Film Review: Skid Row Marathon

One of the best ways to judge a society is not by looking at how it treats law-abiding citizens but through appraising its relationship with the perpetrators of crime. One mistake, one moment of madness, can have an almost irreparable effect on someone’s life, but their life should not be solely defined by one mistake. Substance abuse takes a massive toll on so many people. Behind all the glitz and glamour of LA are the hundreds of thousands of people living on the streets of Skid Row. Skid Row Marathon is a story of redemption.

Craig Mitchell is a criminal court judge who sentences felons to life imprisonment on a daily basis. A visit to the Midnight Mission homeless centre inspired him to form a running club for those in need of a second chance. He promises his motley assortment of addicts and offenders that if they can get into shape and stay clean then they will have the opportunity to run in an international marathon for free. Hundreds take up his challenge but many fall by the wayside. Rafael, Rebecca, David and Ben are four who succeed.

Skid Row Marathon is a powerful documentary about the perils of addiction and affording criminals a second chance.
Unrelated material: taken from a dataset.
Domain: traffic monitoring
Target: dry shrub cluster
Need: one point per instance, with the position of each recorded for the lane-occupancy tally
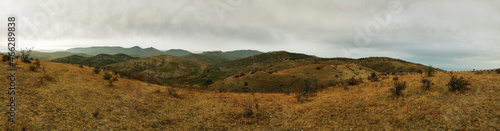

Director Mark Hayes doesn’t sugar-coat or try and downplay the crimes they’ve committed. This isn’t about shifting blame. It’s a film about understanding, tolerance and allowing people the opportunity to turn over a new leaf. We’re often defined by the situation we find ourselves in. Skid Row Marathon is a compelling case for opening the door to rehabilitation and presenting opportunities for offenders to change their lives.

Skid Row Marathon is in cinemas on 9 May only.